壊れない湯気
子供時代、ちゃぶ台を使ってご飯を食べていた時期があった。
小学校三年生くらいまでだろうか。
実家は自営業で、父が在宅している確率が高かったとはいえ、両親が顔をつきあわせるのは夕飯時だ。
そこで当然のように罵倒の応酬が始まる。
私と妹はうつむいて無言でビクビクしながらご飯だけをちょっとずつ食べる。
おかずもあるのに、腕を伸ばさなければならないから、おかずはあまり食べられなかった。
少しずつしかご飯が食べられないから、当然半分くらい食べた頃にはもう冷めている。
湯気のある内にご飯やおかずを食べた、という日もあったろうが、記憶にないので私の中ではそんな日はなかったことになっている。
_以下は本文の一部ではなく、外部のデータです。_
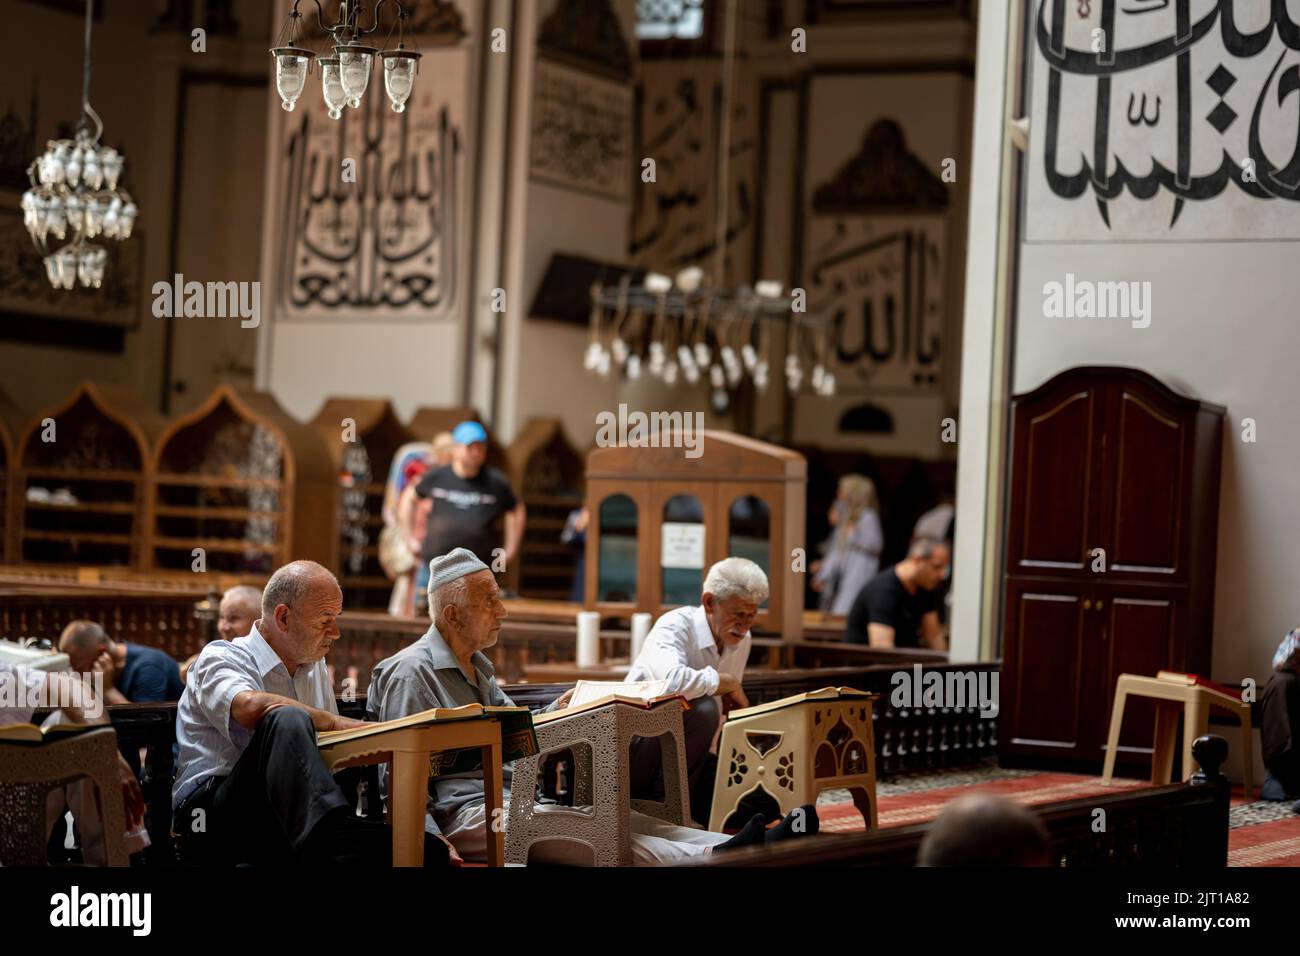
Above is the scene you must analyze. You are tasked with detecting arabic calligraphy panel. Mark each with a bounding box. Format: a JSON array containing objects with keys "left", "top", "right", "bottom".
[
  {"left": 273, "top": 37, "right": 471, "bottom": 320},
  {"left": 529, "top": 58, "right": 633, "bottom": 202},
  {"left": 1027, "top": 0, "right": 1300, "bottom": 240}
]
ご飯だけボソボソ食べるだけでもやり切れないのに、頭上で気狂い沙汰の夫婦喧嘩を聞かせられながら食べる冷めたご飯はもう不味くて不味くてしかたなかった。
一度だけだが、ちゃぶ台返しをされたこともある。
父がやった。
あっけに取られた。
手に持っていたご飯茶碗と箸以外、味噌汁も含めてザーッと音を立ててちゃぶ台を滑り落ちたのを妙に鮮明に覚えている。
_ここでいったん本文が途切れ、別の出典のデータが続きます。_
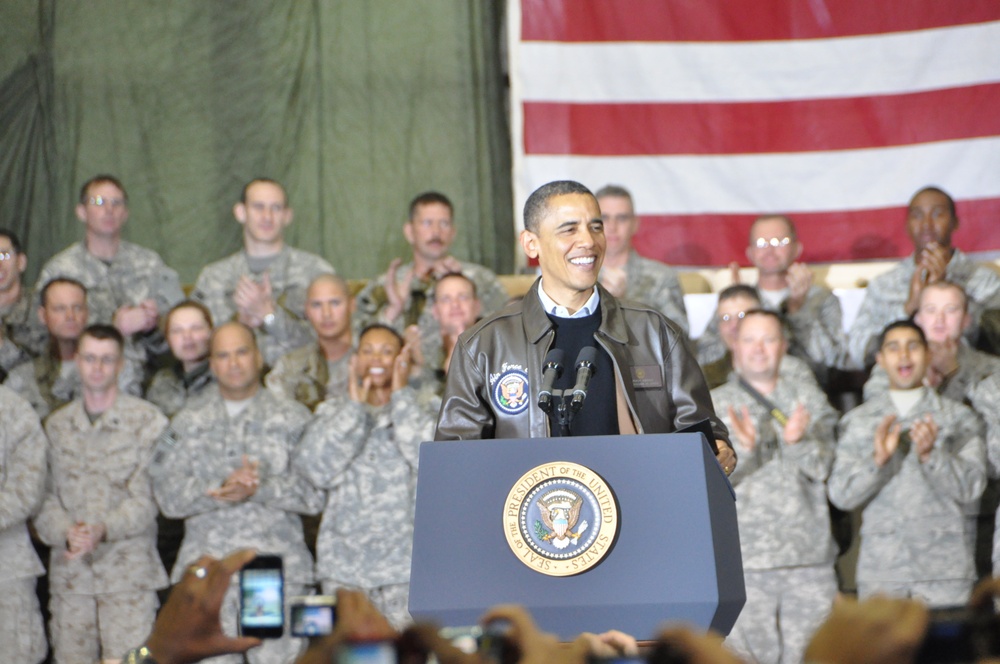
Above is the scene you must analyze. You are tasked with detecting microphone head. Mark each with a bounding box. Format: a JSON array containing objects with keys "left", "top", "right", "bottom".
[
  {"left": 543, "top": 348, "right": 566, "bottom": 376},
  {"left": 575, "top": 346, "right": 598, "bottom": 369}
]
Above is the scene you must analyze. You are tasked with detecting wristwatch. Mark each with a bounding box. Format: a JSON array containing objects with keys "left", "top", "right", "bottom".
[
  {"left": 122, "top": 645, "right": 158, "bottom": 663},
  {"left": 262, "top": 312, "right": 276, "bottom": 329}
]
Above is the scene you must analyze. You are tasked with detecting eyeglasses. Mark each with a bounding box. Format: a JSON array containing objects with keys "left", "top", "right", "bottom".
[
  {"left": 719, "top": 311, "right": 746, "bottom": 323},
  {"left": 753, "top": 236, "right": 792, "bottom": 249},
  {"left": 88, "top": 196, "right": 125, "bottom": 208},
  {"left": 0, "top": 252, "right": 14, "bottom": 261}
]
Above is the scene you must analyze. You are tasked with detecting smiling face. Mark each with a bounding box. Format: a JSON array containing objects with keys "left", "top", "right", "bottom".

それから父に怒鳴りつけられて(あっち行ってろとか出て行けとかそんなセリフ)緑の絨毯に散らばった皿やおわんやテーブルに乗っていたもの全部から目を逸らして泣きながら立ち上がったのも覚えている。
思い出すだけで、胃が苦しくなる。
ともあれ、実家にいた時、一番恐ろしい時間は夕飯時だった。
そんな私が、結婚して一日の内で一番楽しい時間が夕飯時になったのは、何かの辻褄合わせなのだろうか。
ご飯は湯気がたっている間に食べられる。
滅多に喧嘩はしないし、それが夕飯時だったことはない。
夫は大抵おいしいと言ってくれながら食べてくれる。(実家では「おいしい」なんてセリフ誰一人言わなかった)
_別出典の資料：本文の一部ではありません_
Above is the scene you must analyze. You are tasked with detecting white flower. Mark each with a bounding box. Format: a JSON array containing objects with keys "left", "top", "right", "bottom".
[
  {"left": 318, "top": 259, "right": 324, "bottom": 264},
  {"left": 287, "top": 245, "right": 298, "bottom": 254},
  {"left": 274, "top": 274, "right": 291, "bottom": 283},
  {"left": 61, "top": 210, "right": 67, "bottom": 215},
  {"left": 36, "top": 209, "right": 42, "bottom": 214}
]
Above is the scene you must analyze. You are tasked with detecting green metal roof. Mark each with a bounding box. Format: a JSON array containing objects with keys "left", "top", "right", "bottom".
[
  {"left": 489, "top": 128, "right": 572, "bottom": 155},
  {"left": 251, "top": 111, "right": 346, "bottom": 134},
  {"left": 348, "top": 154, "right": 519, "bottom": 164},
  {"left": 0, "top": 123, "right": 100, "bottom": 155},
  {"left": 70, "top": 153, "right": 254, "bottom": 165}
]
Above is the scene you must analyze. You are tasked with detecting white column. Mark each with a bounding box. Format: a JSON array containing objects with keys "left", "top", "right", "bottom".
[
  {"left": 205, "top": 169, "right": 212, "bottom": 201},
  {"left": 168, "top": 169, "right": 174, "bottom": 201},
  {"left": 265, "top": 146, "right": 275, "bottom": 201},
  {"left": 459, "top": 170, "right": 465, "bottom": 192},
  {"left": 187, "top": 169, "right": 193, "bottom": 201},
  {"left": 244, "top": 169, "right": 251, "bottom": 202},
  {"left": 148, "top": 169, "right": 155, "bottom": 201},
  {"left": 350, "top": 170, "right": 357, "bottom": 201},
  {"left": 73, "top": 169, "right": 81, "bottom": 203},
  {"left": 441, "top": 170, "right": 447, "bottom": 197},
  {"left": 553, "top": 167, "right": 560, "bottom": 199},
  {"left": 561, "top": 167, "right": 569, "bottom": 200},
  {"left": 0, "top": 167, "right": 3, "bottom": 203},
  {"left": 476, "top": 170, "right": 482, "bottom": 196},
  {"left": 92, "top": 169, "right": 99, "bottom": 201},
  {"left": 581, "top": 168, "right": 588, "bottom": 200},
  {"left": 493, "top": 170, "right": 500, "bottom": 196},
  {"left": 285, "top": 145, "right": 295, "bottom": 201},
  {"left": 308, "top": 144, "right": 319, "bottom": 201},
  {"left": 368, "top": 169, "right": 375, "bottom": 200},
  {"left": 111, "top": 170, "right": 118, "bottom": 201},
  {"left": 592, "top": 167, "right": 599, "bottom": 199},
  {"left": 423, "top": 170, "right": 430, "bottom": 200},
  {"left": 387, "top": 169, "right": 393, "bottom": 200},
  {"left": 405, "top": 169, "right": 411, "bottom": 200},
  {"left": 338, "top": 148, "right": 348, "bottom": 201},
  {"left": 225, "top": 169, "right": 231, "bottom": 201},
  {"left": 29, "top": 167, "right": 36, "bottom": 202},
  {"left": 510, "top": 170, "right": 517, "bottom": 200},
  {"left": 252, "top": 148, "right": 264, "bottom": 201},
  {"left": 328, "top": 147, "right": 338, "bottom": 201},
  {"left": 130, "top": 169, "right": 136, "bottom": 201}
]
もちろんごく稀にだが「これしょっぱすぎる」とか言われちゃうこともあるけど、それでも平らげてくれる。
私が結婚相手に選んだ人は湯気を壊さない人。
だからもうそれでいいではないかとも思うのだが、今が幸せであればあるほど、こんな幸せいつか必ず壊れると思ってしまう。
私の身の程にあってない、分不相応な幸せは手酷い形で裏切られてしまうと、信じてしまっているし、いつも不安だ。
瞬間瞬間の幸せ。細切れの幸福感。
親から受けた仕打ちが私をそのような人間に仕立てあげ、幸福を甘受し続けることなどありえないと思い込ませてしまっている。
いつまでも親の呪詛から逃れられない。
だから私は幸せなのにいつも不幸だ。
今を生きてない、と思う。馬鹿な人間だと思う。
どんなに責めて諌めても、まるで早く不幸が本当に起きてくれればいいかのようにその時を待っている。
湯気がまた壊れる日を。
今日は月に一度の精神科への通院。
激痛の筋肉注射打ってもらって、また一ヶ月ありもしない不幸を嘆くのを誤魔化してもらいます。